Home > The Life : First Love Only Love(53)

The Life : First Love Only Love(53)
Author: Jordan Silver

The bed had been stripped, and there were broken things everywhere. The only things that seemed untouched were the ribbons and rewards from her own achievements that sat in a display case on the wall. Even the desk where her computer sat was better than the one in my kid’s room. I can’t blame her, though, can I? She’s just a kid.

“Why does your room look like this? Is it always like this?” I walked to the door and called down the stairs to Ella. Victoria wasn’t saying anything; she just stood in the middle of the room, breathing hard with a look in her eyes I’d never seen before. Maybe she’d reacted like this because of what happened with her mother, but I would’ve heard the bookcase hitting the floor if that was the case.

“Yes, Mr. Fontane.”

“What happened here?” She looked at Victoria with a look no grown woman should give a teen, even one she works for; it was a look of fear.

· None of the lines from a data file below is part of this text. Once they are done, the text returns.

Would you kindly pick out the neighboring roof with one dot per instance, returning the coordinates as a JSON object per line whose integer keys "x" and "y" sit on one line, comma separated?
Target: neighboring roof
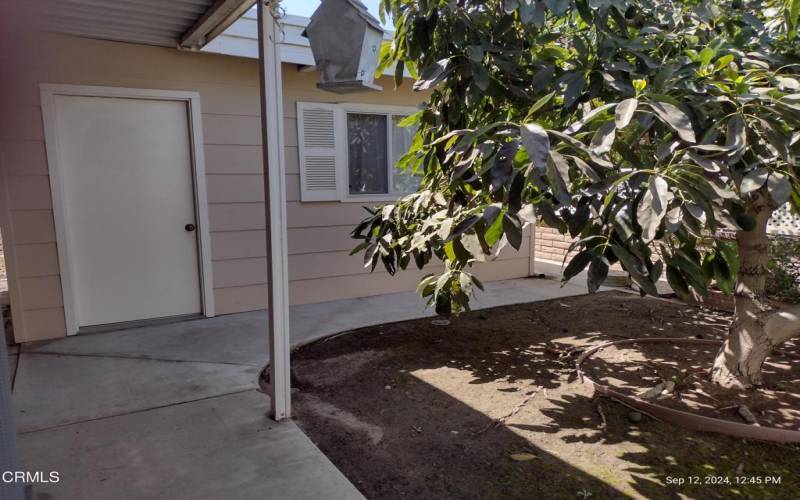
{"x": 365, "y": 15}
{"x": 241, "y": 39}
{"x": 167, "y": 23}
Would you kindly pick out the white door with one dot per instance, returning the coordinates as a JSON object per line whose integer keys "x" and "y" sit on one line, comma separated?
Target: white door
{"x": 128, "y": 201}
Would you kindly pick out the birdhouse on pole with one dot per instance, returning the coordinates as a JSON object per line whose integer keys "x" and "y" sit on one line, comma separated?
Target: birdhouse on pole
{"x": 345, "y": 40}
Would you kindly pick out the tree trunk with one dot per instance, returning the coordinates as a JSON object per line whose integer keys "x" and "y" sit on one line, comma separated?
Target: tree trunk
{"x": 757, "y": 328}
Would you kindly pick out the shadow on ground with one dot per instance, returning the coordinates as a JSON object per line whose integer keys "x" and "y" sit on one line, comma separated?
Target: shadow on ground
{"x": 489, "y": 407}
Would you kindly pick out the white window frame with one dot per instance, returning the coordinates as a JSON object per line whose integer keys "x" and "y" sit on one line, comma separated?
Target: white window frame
{"x": 342, "y": 160}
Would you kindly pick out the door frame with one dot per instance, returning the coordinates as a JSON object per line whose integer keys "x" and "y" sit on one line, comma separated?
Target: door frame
{"x": 48, "y": 93}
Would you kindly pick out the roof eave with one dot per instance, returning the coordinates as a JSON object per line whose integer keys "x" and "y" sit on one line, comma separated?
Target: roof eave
{"x": 216, "y": 20}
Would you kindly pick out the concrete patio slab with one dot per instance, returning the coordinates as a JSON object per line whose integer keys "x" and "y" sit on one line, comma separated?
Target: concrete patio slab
{"x": 235, "y": 338}
{"x": 241, "y": 338}
{"x": 218, "y": 448}
{"x": 169, "y": 411}
{"x": 53, "y": 390}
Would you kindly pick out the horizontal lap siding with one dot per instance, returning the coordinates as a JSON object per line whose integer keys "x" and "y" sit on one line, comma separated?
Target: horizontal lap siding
{"x": 319, "y": 265}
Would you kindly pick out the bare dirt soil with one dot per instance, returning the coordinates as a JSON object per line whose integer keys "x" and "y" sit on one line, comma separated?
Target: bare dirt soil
{"x": 490, "y": 407}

“I’m not sure sir, I cleaned the room this morning like usual.”

“Victoria?”

“It’s nothing; she can clean it up. I just got upset, that’s all. Gabriel Russo burned my car for no reason. His fight is with mom. I don’t understand why he did that.”

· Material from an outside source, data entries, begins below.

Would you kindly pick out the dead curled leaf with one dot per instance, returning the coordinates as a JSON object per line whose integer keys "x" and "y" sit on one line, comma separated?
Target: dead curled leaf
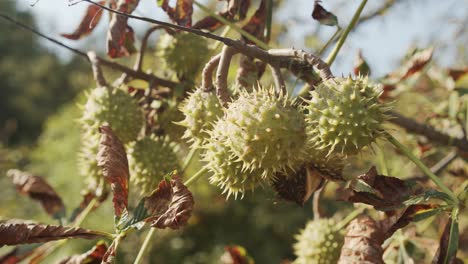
{"x": 88, "y": 23}
{"x": 120, "y": 36}
{"x": 181, "y": 13}
{"x": 235, "y": 10}
{"x": 170, "y": 205}
{"x": 38, "y": 189}
{"x": 362, "y": 242}
{"x": 300, "y": 187}
{"x": 382, "y": 191}
{"x": 113, "y": 161}
{"x": 21, "y": 233}
{"x": 94, "y": 255}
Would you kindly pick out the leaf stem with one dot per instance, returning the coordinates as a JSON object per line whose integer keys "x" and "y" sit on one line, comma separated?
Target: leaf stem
{"x": 422, "y": 167}
{"x": 189, "y": 158}
{"x": 244, "y": 33}
{"x": 331, "y": 58}
{"x": 145, "y": 244}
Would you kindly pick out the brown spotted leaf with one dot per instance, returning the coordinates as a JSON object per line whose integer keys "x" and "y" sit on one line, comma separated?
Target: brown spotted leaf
{"x": 298, "y": 187}
{"x": 256, "y": 24}
{"x": 377, "y": 190}
{"x": 235, "y": 10}
{"x": 120, "y": 36}
{"x": 113, "y": 161}
{"x": 448, "y": 245}
{"x": 181, "y": 14}
{"x": 23, "y": 233}
{"x": 109, "y": 255}
{"x": 88, "y": 22}
{"x": 94, "y": 255}
{"x": 323, "y": 16}
{"x": 362, "y": 242}
{"x": 170, "y": 205}
{"x": 38, "y": 189}
{"x": 413, "y": 213}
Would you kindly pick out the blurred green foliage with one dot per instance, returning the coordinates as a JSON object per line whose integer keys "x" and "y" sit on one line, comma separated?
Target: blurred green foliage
{"x": 34, "y": 81}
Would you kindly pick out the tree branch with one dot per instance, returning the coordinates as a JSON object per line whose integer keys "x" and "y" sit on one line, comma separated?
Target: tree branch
{"x": 207, "y": 75}
{"x": 429, "y": 132}
{"x": 298, "y": 61}
{"x": 135, "y": 74}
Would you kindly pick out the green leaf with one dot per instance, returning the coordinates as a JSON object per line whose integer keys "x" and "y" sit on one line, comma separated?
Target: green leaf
{"x": 453, "y": 238}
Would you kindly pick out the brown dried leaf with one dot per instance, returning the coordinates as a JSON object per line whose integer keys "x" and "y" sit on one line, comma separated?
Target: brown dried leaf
{"x": 181, "y": 14}
{"x": 21, "y": 233}
{"x": 120, "y": 36}
{"x": 361, "y": 67}
{"x": 38, "y": 189}
{"x": 383, "y": 191}
{"x": 323, "y": 16}
{"x": 300, "y": 187}
{"x": 87, "y": 198}
{"x": 256, "y": 24}
{"x": 362, "y": 242}
{"x": 170, "y": 205}
{"x": 444, "y": 251}
{"x": 92, "y": 256}
{"x": 113, "y": 161}
{"x": 235, "y": 10}
{"x": 88, "y": 23}
{"x": 396, "y": 220}
{"x": 236, "y": 255}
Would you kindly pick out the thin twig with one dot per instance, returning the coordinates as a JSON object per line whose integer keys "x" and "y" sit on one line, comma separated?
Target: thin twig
{"x": 428, "y": 131}
{"x": 296, "y": 64}
{"x": 135, "y": 74}
{"x": 222, "y": 74}
{"x": 207, "y": 75}
{"x": 97, "y": 71}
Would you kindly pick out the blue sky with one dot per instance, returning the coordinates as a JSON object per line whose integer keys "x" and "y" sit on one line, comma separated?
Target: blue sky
{"x": 383, "y": 41}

She had a point unless he mistook the car for Becky’s. Somehow, I don’t think that kid makes those kinds of mistakes. So why? I started to ask her for the truth but instead carried on with what I’d come in here for. “You can go, Ella; you can take care of this later.” I walked into Victoria’s closet, and the first thing I noticed was the size of hers compared to Gia’s.

Then there were all the designer clothes in varying bright colors. The brightest thing in Gia’s closet was navy blue. There were still tags on some of her stuff; Gia didn’t seem to have anything new in hers. I was trapped in the middle of a poorly written B-Movie, one I co-authored. “What did you and your mother do to my daughter?”

 

 

VICTORIA

 

 

Why the hell is he acting like this? I didn’t have an answer to his question, so I looked away. I felt panic without mom here to handle him. What the hell am I supposed to say to that? I know what I want to say, that he’s an ass who fell for mom’s con, but I can’t say that, can’t let him see the truth of what I think of him. Though he seems to be waking up to the facts, thanks to the damn Russos.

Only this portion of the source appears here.